Which fonio flour is best?
Fonio is the gluten-free super grain native to Africa that you didn’t know you needed. These cultivated grains are related to millet and are a staple of North African cuisine. They come in either white or black varieties. Fonio is prized for its deeply nutritious value and often served at celebratory events. When the whole grain is milled, the resulting flour is an excellent flour substitute for baked goods and savory dishes alike.
On its own, this “seed of the universe” has a mild nutty taste and adds a punch of nutrition to your food.
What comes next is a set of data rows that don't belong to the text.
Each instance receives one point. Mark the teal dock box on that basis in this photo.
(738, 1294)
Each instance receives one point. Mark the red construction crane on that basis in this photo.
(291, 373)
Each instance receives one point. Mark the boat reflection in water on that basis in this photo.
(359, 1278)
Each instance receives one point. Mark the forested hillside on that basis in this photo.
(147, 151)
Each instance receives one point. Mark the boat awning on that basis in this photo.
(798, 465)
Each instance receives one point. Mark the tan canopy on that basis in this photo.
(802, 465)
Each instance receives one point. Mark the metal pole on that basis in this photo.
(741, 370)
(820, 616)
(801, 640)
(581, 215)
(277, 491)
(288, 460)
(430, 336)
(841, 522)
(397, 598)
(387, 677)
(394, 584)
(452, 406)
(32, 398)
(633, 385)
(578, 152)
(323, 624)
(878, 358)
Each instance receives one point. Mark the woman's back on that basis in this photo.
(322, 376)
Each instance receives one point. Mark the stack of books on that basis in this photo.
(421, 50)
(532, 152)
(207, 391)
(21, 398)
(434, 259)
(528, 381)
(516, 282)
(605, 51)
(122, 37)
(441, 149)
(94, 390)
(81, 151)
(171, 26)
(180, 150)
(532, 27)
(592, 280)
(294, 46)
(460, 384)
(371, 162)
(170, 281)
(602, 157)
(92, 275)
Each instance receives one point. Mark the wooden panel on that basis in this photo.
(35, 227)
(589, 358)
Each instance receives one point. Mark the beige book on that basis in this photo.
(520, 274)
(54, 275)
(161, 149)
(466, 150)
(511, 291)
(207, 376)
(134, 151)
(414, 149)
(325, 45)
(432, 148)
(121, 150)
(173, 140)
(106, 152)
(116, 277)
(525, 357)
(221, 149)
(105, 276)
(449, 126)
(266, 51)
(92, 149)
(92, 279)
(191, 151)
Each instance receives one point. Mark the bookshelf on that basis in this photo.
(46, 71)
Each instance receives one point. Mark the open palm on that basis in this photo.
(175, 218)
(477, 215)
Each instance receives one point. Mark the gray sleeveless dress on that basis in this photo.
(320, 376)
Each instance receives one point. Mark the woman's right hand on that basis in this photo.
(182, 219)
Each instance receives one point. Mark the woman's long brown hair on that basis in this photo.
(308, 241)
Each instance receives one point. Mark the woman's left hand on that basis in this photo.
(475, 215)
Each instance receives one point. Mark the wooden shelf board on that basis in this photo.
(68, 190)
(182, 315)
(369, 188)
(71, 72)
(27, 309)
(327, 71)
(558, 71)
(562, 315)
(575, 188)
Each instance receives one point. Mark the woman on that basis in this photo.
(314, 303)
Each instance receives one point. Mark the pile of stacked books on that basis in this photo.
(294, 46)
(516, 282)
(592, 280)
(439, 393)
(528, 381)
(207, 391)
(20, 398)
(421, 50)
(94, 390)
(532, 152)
Yolele Fonio Flour has a fine texture and is a great place to start exploring this versatile baking ingredient.
What to know before you buy fonio flour
If you want to find a gluten-free flour substitute that is high in protein but works in a variety of applications, fonio is a great choice. For baked goods, make sure that the flour is light and easy to blend. This will help keep textures correct as you substitute it for traditional flours. For thickening, and for cooking that requires less finesse, a coarser blend works well.
Fonio flour is heavier than some other traditional gluten-free flour substitutes, such as rice flour or tapioca starch. It works best in place of heavier flours such as wheat or buckwheat.
Keep in mind that the final product of recipes that only use fonio flour may have a denser texture than you are used to.
Fonio flour has a low glycemic index and works in paleo, vegan and keto diet plans. It is high in fiber and protein; this may aid in weight loss as it keeps you feeling full for a longer period of time.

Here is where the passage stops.